A Good Place To Post a Comment

Ever since this website began, we felt a strong reluctance to open up posts to commenters. Let’s just say we’ve seen situations where commentability didn’t work out so well. While there are many people who post very thoughtful and intelligent comments, some websites seem to be magnets for commenters who have a loose association with reality.

So we did what any responsible website proprietor would do — we said, “Oh, what the heck. Let’s just open it up for comments and see what crawls in.” Now for the first time in the history of Heretic Picayune, we invite comments from one and all. In this age of uncertainty, there may never be a better time to share with us what’s on your mind.

16 thoughts on “A Good Place To Post a Comment”

  1. what is this nonsense? i’ve seen more intelligent social commentary on reality shows. who writes this crap?

  2. You suck, troll12, you reactionary asshat. These geniuses have created a space for ideas that you can’t find on the mainstream outlets. They are brilliant visionaries who simply want to push the intellectual boundaries of our social discourse. I love it so much I want to have Bowen Craig’s babies and I’ve been a practicing nun since 1986.

  3. the anti-hospital article inspired me to make my own splint when i broke my leg snowboarding down the rim of a live volcano. guess what? it worked. sure, my left leg is now three inches taller than my right, but my new limp makes me look like the 70’s pimp i’ve always wanted to be.

  4. where’s the article about Chuck E. Cheese indoctrination? i won’t come to this site again until someone uncovers the horrific truth about how Chucky Cheeze robots’ voices secretly whisper communist propaganda on a dog-whistle frequency adults’ ears are too old to hear. My six-yr-old now wears a grey Mao Tse Tung jumpsuit to first-grade because his cousin had a birthday party at Chuck-E-China.

  5. Thank you, Dr. Alice Rose for being one of the few voices for Primal Therapy left in the world. I feel bad for you that you have to share this space with that Bowen moron who writes those anti-ferret rants. Does he live in a cave throwing feces at people? He seems like he’s a feces-tossing cave-dweller, but you’re amazing. I’ve been primalling for three decades and no one else gets how much it helps. Bless you, Dr. Rose.

  6. Are you a male over the age of 55? Have you noticed your testosterone levels dropping recently? Has your sex life sagged and gone flaccid? Well, now you’re in luck. Bobby’s Boner Pills are made from Amazonian tree bark, chameleon intestines, flax seeds, a dash of plutonium, and free-range chicken beaks. This revolutionary formula will keep you standing at attention for 6-8 hours, guaranteed.

  7. do these “writers” even realize how dum they are? i’ve seen better philosophy scrawled on men’s room stalls. while i’m on the subject, where can i get some of those boner pills?

  8. FU hard, troll12. How is it possible not to recognize Bowen Craig’s undeniable genius? With every delicious word of his I devour, I grow more and more into the stalker he so clearly craves. If anyone knows which bush outside his house has the best vantage point for my binoculars, post it here.

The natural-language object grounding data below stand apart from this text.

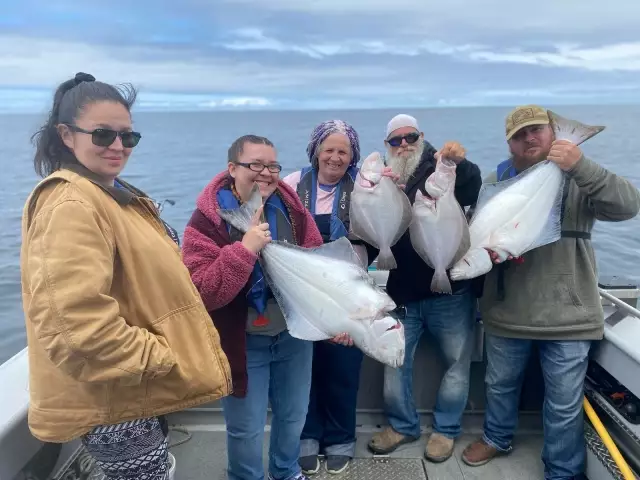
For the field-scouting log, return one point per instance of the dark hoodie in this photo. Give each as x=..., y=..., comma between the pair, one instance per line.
x=411, y=280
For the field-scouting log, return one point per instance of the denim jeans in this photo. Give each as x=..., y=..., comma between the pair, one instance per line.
x=331, y=420
x=564, y=367
x=279, y=371
x=451, y=320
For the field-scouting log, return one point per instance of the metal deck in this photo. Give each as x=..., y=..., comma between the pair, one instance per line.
x=204, y=457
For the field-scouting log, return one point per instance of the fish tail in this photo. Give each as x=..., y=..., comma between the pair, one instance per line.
x=386, y=260
x=572, y=130
x=440, y=282
x=242, y=217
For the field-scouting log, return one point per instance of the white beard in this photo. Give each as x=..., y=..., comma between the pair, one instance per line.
x=405, y=167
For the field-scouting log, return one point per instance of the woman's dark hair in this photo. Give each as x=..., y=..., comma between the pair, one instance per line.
x=70, y=99
x=235, y=150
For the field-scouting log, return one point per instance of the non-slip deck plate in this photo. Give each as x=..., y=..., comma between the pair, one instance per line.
x=378, y=469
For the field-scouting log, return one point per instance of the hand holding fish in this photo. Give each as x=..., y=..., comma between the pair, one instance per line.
x=258, y=235
x=342, y=339
x=388, y=172
x=495, y=258
x=564, y=154
x=453, y=151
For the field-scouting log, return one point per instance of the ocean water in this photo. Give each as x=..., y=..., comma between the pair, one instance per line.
x=180, y=152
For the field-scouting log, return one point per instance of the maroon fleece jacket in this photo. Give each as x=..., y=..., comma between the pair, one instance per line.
x=221, y=269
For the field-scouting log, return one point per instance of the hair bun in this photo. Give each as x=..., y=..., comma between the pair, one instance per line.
x=83, y=77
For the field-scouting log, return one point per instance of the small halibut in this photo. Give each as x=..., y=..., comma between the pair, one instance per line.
x=380, y=211
x=439, y=231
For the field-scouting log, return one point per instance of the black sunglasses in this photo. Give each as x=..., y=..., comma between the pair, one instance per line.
x=258, y=167
x=104, y=137
x=411, y=138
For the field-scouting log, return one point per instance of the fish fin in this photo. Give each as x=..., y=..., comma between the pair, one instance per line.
x=242, y=217
x=572, y=130
x=301, y=328
x=503, y=238
x=440, y=282
x=407, y=216
x=476, y=262
x=386, y=260
x=340, y=249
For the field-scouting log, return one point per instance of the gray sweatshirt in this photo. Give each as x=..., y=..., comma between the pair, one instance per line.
x=554, y=295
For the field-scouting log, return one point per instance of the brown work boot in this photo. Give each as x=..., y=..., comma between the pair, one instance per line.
x=388, y=440
x=439, y=448
x=478, y=453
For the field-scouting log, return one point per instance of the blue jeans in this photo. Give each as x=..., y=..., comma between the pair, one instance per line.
x=451, y=320
x=331, y=420
x=279, y=371
x=564, y=367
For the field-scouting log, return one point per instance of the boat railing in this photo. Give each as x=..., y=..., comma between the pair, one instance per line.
x=21, y=453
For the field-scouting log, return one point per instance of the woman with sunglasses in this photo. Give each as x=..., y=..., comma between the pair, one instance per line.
x=267, y=363
x=325, y=189
x=116, y=330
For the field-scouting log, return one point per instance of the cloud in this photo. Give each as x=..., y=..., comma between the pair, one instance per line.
x=218, y=54
x=465, y=19
x=624, y=56
x=36, y=62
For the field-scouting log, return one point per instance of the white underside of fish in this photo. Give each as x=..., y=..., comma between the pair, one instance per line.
x=522, y=213
x=518, y=218
x=325, y=291
x=439, y=230
x=379, y=215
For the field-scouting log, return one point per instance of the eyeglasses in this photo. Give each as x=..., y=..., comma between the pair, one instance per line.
x=104, y=137
x=259, y=167
x=411, y=138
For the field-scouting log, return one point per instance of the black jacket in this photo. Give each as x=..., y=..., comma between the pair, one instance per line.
x=411, y=280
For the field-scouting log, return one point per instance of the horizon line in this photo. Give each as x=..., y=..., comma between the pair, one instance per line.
x=274, y=108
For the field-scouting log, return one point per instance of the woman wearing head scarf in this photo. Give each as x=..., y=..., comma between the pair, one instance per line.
x=325, y=190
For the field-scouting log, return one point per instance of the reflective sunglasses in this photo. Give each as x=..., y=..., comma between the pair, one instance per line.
x=104, y=137
x=411, y=138
x=259, y=167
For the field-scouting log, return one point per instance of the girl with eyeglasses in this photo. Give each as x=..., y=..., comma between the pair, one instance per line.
x=267, y=363
x=117, y=333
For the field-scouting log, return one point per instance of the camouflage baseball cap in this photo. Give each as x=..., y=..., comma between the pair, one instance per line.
x=525, y=116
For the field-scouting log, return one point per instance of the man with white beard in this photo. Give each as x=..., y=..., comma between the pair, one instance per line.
x=449, y=318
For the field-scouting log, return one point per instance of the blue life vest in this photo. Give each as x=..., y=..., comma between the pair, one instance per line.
x=307, y=191
x=277, y=217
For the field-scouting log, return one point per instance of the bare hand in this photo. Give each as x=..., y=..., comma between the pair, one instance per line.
x=495, y=258
x=343, y=339
x=453, y=151
x=258, y=235
x=564, y=154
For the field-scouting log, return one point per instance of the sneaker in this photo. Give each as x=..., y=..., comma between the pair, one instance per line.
x=309, y=464
x=478, y=453
x=337, y=463
x=300, y=476
x=388, y=440
x=439, y=448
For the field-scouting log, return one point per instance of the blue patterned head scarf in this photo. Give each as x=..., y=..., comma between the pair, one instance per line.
x=322, y=131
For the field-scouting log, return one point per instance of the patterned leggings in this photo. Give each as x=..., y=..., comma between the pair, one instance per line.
x=129, y=450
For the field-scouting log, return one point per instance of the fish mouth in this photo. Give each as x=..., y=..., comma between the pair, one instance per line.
x=365, y=181
x=397, y=326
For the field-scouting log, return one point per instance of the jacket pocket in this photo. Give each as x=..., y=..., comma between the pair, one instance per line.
x=201, y=368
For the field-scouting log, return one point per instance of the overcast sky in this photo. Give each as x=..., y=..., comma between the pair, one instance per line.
x=215, y=54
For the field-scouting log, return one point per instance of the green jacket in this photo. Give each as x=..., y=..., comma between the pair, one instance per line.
x=554, y=294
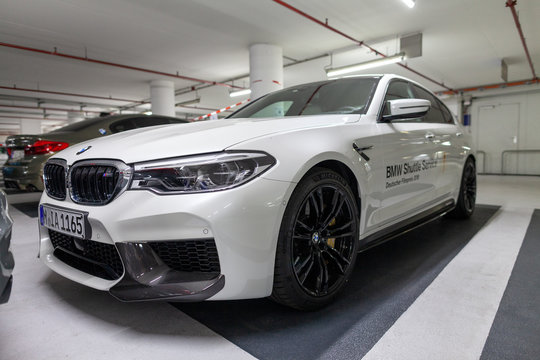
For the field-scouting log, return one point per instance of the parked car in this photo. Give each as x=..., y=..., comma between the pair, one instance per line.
x=6, y=257
x=276, y=200
x=28, y=153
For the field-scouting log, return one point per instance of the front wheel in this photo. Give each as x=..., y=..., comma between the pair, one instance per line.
x=318, y=242
x=467, y=192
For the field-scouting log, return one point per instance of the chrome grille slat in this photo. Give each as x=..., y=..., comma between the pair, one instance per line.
x=54, y=178
x=97, y=182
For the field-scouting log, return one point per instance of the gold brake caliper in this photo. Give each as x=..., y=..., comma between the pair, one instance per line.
x=331, y=241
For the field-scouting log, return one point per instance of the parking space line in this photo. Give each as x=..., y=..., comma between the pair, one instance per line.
x=452, y=318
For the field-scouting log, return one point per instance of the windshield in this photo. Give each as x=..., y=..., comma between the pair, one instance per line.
x=343, y=96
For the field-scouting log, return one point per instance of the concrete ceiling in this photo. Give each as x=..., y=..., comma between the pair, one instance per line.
x=463, y=44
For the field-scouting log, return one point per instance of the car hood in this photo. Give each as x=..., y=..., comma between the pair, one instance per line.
x=194, y=138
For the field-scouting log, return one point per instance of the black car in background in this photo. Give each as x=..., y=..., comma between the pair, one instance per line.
x=28, y=153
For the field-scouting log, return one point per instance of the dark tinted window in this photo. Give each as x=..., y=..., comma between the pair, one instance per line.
x=344, y=96
x=434, y=114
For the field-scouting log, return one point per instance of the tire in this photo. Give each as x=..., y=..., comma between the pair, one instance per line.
x=467, y=192
x=318, y=242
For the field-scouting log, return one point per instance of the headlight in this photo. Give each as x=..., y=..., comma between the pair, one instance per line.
x=200, y=173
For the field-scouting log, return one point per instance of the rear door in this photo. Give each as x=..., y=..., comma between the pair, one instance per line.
x=448, y=139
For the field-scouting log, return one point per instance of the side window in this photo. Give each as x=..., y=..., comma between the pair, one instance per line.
x=396, y=90
x=121, y=125
x=435, y=114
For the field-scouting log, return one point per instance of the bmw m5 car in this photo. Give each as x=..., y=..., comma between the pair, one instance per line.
x=276, y=200
x=27, y=154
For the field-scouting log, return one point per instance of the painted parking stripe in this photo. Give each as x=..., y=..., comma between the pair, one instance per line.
x=515, y=333
x=453, y=316
x=386, y=280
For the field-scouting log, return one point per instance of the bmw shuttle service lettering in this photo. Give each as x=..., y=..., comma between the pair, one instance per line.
x=276, y=200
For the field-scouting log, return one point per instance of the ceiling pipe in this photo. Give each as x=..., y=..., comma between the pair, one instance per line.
x=70, y=94
x=512, y=5
x=359, y=42
x=31, y=118
x=49, y=109
x=102, y=62
x=491, y=86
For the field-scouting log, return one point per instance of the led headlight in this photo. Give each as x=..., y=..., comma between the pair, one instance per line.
x=201, y=173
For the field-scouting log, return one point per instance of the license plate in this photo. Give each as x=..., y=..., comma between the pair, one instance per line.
x=17, y=154
x=69, y=222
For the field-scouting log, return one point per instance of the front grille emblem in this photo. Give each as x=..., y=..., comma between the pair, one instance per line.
x=83, y=149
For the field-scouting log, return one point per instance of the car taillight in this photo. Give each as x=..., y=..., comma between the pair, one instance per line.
x=45, y=147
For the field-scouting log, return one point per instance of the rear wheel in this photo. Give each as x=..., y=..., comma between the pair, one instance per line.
x=467, y=192
x=318, y=242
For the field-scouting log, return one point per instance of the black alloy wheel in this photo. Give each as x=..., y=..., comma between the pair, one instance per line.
x=318, y=242
x=467, y=192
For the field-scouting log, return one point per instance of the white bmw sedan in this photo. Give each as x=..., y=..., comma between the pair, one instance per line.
x=276, y=200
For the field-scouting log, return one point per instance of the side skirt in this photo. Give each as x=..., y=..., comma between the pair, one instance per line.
x=406, y=225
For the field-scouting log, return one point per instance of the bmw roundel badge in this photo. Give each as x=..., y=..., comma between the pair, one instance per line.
x=83, y=149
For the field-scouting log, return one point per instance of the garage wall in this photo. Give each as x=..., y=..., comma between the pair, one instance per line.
x=503, y=127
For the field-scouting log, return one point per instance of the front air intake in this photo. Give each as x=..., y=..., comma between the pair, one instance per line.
x=97, y=182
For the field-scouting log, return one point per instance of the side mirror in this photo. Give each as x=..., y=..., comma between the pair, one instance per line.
x=406, y=108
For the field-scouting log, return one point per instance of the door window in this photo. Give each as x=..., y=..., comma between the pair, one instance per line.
x=435, y=114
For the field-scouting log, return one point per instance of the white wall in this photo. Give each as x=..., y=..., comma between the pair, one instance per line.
x=504, y=122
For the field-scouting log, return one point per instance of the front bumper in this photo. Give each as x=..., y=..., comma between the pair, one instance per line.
x=244, y=223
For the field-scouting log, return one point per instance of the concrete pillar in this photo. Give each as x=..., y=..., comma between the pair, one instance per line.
x=30, y=127
x=74, y=116
x=162, y=94
x=265, y=69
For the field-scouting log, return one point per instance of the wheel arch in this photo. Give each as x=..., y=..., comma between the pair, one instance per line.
x=343, y=170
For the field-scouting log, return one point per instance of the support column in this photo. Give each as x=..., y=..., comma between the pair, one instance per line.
x=162, y=94
x=265, y=69
x=30, y=127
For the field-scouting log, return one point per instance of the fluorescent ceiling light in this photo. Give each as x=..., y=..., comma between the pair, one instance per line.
x=366, y=65
x=188, y=102
x=409, y=3
x=240, y=92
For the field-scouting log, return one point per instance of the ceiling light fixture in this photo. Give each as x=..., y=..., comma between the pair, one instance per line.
x=240, y=92
x=189, y=102
x=366, y=65
x=409, y=3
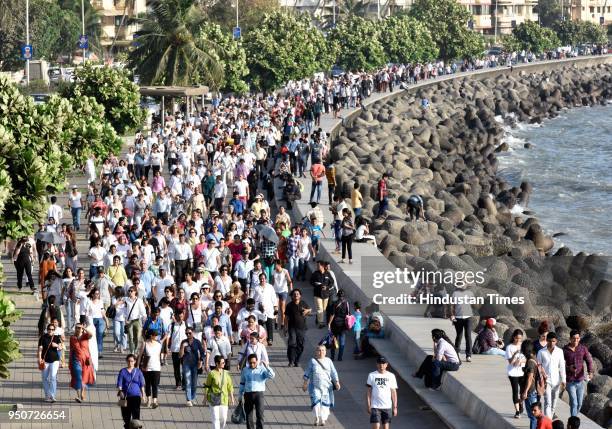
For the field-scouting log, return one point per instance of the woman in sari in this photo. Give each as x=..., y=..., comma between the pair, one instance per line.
x=320, y=379
x=81, y=367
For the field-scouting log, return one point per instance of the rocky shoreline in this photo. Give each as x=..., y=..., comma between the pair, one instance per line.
x=447, y=155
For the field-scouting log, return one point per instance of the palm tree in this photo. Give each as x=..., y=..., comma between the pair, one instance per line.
x=168, y=51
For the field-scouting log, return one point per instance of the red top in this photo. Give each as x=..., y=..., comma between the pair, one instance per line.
x=382, y=189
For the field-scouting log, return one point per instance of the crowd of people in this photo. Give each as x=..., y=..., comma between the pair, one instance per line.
x=188, y=261
x=190, y=265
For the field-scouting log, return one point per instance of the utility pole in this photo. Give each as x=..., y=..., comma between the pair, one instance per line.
x=496, y=19
x=83, y=24
x=28, y=40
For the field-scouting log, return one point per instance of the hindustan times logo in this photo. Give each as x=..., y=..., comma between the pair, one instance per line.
x=414, y=278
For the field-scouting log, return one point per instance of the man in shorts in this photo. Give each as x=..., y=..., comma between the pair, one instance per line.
x=381, y=395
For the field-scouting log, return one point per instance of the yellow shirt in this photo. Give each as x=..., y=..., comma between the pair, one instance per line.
x=356, y=199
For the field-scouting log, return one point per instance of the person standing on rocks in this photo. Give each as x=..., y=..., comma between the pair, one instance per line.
x=552, y=360
x=383, y=193
x=415, y=208
x=317, y=172
x=575, y=355
x=460, y=316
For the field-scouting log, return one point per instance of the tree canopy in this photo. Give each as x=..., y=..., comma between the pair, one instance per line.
x=285, y=47
x=405, y=39
x=356, y=42
x=447, y=22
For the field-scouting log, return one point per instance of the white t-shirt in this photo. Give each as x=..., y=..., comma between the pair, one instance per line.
x=381, y=385
x=153, y=350
x=514, y=371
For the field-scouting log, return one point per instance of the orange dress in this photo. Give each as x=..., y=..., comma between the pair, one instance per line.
x=79, y=352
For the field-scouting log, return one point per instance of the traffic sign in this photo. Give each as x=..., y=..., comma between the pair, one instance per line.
x=83, y=42
x=27, y=52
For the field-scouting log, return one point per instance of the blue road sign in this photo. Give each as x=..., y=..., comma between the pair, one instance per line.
x=83, y=42
x=27, y=52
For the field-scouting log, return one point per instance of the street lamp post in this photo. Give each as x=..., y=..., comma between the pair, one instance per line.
x=496, y=19
x=83, y=24
x=28, y=40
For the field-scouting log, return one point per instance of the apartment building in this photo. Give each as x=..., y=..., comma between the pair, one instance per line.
x=115, y=16
x=589, y=10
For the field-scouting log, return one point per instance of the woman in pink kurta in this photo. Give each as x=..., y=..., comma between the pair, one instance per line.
x=81, y=367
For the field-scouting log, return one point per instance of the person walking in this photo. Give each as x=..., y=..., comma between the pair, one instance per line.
x=461, y=315
x=130, y=390
x=381, y=395
x=383, y=194
x=575, y=355
x=149, y=360
x=529, y=393
x=337, y=323
x=50, y=348
x=253, y=379
x=445, y=357
x=192, y=355
x=135, y=313
x=553, y=362
x=516, y=362
x=295, y=326
x=320, y=380
x=23, y=256
x=219, y=392
x=80, y=363
x=347, y=228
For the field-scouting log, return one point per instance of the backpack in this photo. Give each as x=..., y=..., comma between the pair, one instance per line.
x=540, y=379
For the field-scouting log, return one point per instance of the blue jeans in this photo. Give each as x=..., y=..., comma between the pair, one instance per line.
x=341, y=343
x=100, y=326
x=190, y=376
x=49, y=375
x=494, y=351
x=316, y=187
x=119, y=334
x=338, y=232
x=76, y=217
x=439, y=366
x=294, y=266
x=532, y=398
x=575, y=390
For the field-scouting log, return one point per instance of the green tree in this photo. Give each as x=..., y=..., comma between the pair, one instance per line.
x=568, y=32
x=250, y=12
x=357, y=44
x=285, y=47
x=407, y=40
x=531, y=37
x=592, y=33
x=169, y=51
x=231, y=56
x=447, y=21
x=9, y=346
x=112, y=88
x=549, y=12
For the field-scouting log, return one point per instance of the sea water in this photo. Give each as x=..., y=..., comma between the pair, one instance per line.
x=570, y=168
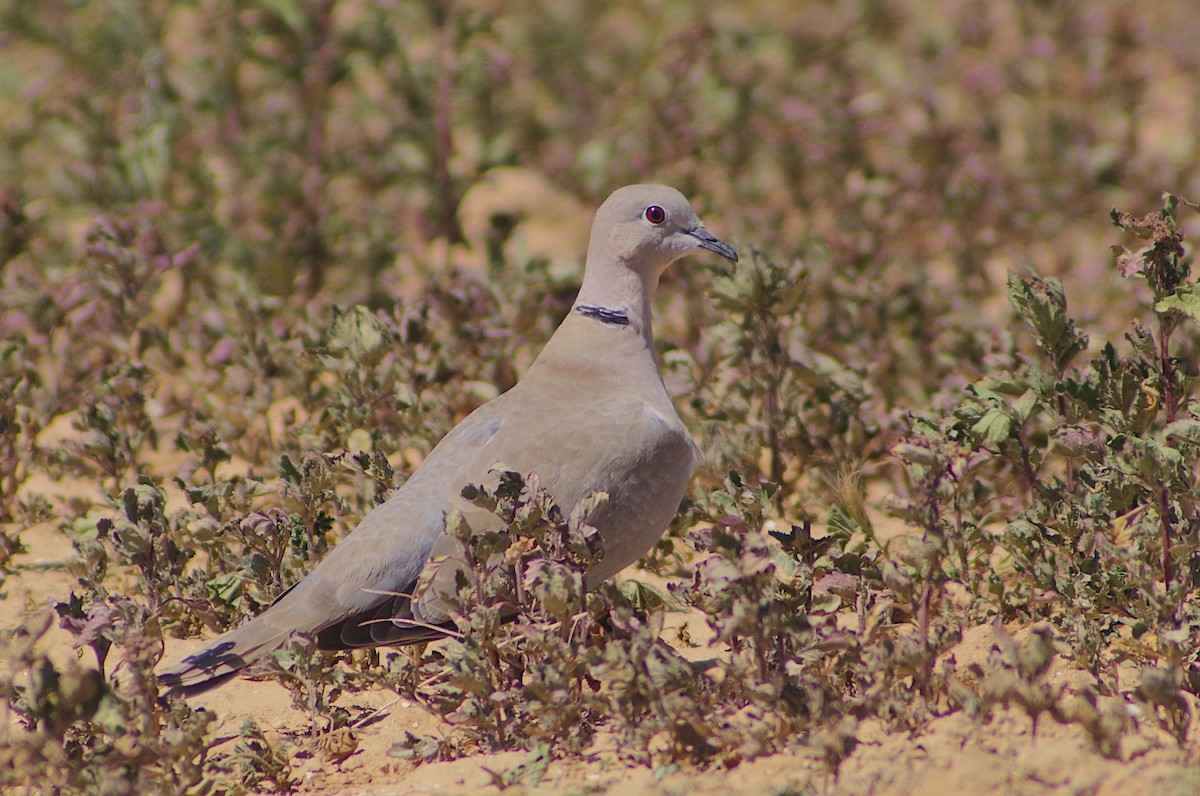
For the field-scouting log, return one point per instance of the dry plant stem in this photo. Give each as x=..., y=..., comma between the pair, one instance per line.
x=442, y=121
x=315, y=93
x=1167, y=370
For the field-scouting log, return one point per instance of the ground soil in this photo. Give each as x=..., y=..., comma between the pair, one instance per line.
x=952, y=754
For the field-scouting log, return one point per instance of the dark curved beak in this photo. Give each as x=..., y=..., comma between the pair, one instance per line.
x=713, y=244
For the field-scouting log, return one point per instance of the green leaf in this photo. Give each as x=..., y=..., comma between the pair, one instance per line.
x=994, y=428
x=1185, y=431
x=1185, y=300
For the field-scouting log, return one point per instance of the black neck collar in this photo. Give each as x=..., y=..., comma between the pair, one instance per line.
x=604, y=315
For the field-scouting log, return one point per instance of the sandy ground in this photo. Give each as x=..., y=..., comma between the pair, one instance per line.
x=952, y=754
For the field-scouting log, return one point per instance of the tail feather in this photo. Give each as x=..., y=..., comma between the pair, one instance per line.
x=222, y=659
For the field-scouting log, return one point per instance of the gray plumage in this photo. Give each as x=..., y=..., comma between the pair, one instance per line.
x=591, y=414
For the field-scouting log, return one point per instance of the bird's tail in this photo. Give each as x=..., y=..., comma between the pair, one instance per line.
x=223, y=658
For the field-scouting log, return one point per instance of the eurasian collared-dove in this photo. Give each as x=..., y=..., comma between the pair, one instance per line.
x=592, y=414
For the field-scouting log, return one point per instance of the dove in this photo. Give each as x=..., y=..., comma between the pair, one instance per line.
x=592, y=414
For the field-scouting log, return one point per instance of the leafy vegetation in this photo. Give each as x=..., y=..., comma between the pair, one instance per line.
x=257, y=258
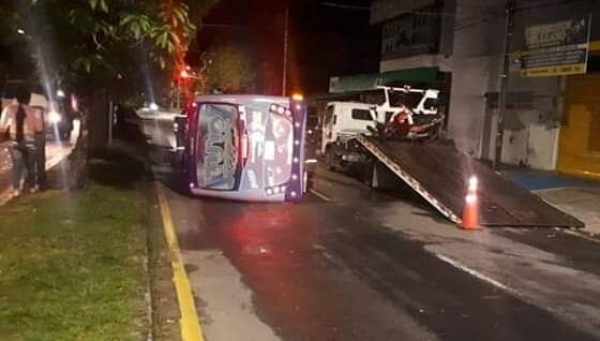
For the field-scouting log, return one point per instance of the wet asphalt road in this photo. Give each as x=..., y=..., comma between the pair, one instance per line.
x=356, y=264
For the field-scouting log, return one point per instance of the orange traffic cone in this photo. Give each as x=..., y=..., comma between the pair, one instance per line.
x=470, y=219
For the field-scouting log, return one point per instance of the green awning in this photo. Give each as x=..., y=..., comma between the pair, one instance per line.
x=371, y=81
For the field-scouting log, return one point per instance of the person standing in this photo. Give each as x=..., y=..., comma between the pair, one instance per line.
x=22, y=123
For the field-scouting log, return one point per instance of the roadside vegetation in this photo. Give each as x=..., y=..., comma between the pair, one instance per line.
x=73, y=265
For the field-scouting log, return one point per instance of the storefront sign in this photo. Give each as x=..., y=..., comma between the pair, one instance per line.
x=559, y=48
x=411, y=34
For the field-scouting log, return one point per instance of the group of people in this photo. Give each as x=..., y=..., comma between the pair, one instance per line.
x=23, y=125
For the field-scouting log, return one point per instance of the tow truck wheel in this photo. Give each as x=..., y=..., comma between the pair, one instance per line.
x=367, y=173
x=330, y=159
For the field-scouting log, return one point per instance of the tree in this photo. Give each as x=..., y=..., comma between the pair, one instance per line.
x=228, y=68
x=122, y=45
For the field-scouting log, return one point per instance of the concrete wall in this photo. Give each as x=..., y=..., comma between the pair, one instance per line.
x=382, y=10
x=475, y=60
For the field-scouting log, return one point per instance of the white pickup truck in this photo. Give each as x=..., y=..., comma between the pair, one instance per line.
x=342, y=122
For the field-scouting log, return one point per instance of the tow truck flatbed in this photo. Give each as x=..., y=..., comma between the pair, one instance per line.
x=438, y=172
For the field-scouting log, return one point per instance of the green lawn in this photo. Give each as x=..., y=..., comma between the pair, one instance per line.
x=72, y=266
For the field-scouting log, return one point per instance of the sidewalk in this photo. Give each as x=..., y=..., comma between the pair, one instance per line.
x=576, y=196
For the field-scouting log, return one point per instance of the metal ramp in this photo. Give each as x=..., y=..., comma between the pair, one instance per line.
x=439, y=173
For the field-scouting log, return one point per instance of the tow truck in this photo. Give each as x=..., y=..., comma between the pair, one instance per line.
x=356, y=136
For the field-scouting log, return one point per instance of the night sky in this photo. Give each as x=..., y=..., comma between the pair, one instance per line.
x=324, y=40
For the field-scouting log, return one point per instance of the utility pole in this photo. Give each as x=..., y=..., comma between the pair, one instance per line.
x=504, y=78
x=285, y=47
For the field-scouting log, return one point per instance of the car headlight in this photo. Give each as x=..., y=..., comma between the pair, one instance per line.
x=54, y=117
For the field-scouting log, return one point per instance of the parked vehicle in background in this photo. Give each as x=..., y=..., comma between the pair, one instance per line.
x=244, y=147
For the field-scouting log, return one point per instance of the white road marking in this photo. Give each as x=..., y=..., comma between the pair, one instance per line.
x=475, y=273
x=581, y=235
x=319, y=194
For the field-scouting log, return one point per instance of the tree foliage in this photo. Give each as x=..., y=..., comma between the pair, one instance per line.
x=228, y=68
x=116, y=44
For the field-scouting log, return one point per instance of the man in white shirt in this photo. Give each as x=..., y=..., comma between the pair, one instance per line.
x=22, y=123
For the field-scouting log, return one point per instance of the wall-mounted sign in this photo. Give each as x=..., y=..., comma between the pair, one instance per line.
x=559, y=48
x=411, y=34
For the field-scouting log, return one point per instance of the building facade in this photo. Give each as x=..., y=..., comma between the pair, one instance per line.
x=552, y=120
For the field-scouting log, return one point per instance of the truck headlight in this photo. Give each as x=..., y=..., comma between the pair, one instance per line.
x=54, y=117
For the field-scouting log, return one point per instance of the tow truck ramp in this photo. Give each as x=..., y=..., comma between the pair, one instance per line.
x=438, y=172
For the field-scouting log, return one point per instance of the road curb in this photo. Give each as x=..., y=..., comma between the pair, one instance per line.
x=191, y=329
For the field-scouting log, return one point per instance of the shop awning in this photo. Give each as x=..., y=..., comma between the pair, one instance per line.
x=371, y=81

  9. Second bush to the right of the mailbox, peppermintpattyfetishist7. You get a 45 degree angle up into his bedroom. He’s a bit of an exhibitionist, or so I hear. So, feel free to ring the doorbell before you claim your bush.

  10. has no one else but me noticed the connection between motorized scooters on college campuses and the rise of the transgender agenda? it’s so obvious. obama and rosie odonnell want to turn us all into androgynous automatons and replace all singular pronouns with they and them. the evil rhythm of the scooters shuts down the gender norm processing center of the brain and turns millennials’ brains into china-loving socialist genitalia-haters. what’s next? girls playing football? boxing matches where they share their feelings in round 6? boy scout cross-dressing merit badges? where does it end?

  11. to alexjonesdisciple, I think your philosophy is a bit all over the place. I’m not even sure what you’re trying to say, or are you just spewing random venom at the wall and seeing what sticks?

  12. Are you a male over the age of 55? Have you noticed your testosterone levels dropping recently? Has your sex life sagged and gone flaccid? Well, now you’re in luck. Bobby’s Boner Pills are made from Amazonian tree bark, chameleon intestines, flax seeds, a dash of plutonium, and free-range chicken beaks. This revolutionary formula will keep you standing at attention for 6-8 hours, guaranteed.

  13. dear Bob’s Boner Pills, please stop posting here. Not that I know Bowen Craig or Dr. Alice Rose or anyone associated with this brilliant website, but if I did, I’d tell them to block you from posting here… and ask that you send me, I mean Bowen, a bottle of your product, just for experimentation. I don’t need them, I mean Bowen doesn’t need them, but I’m curious, damn it, I mean Bowen is curious.

  14. does anyone else posting here get the feeling this is all made up? is it just me or does something feel a little off about this comment page?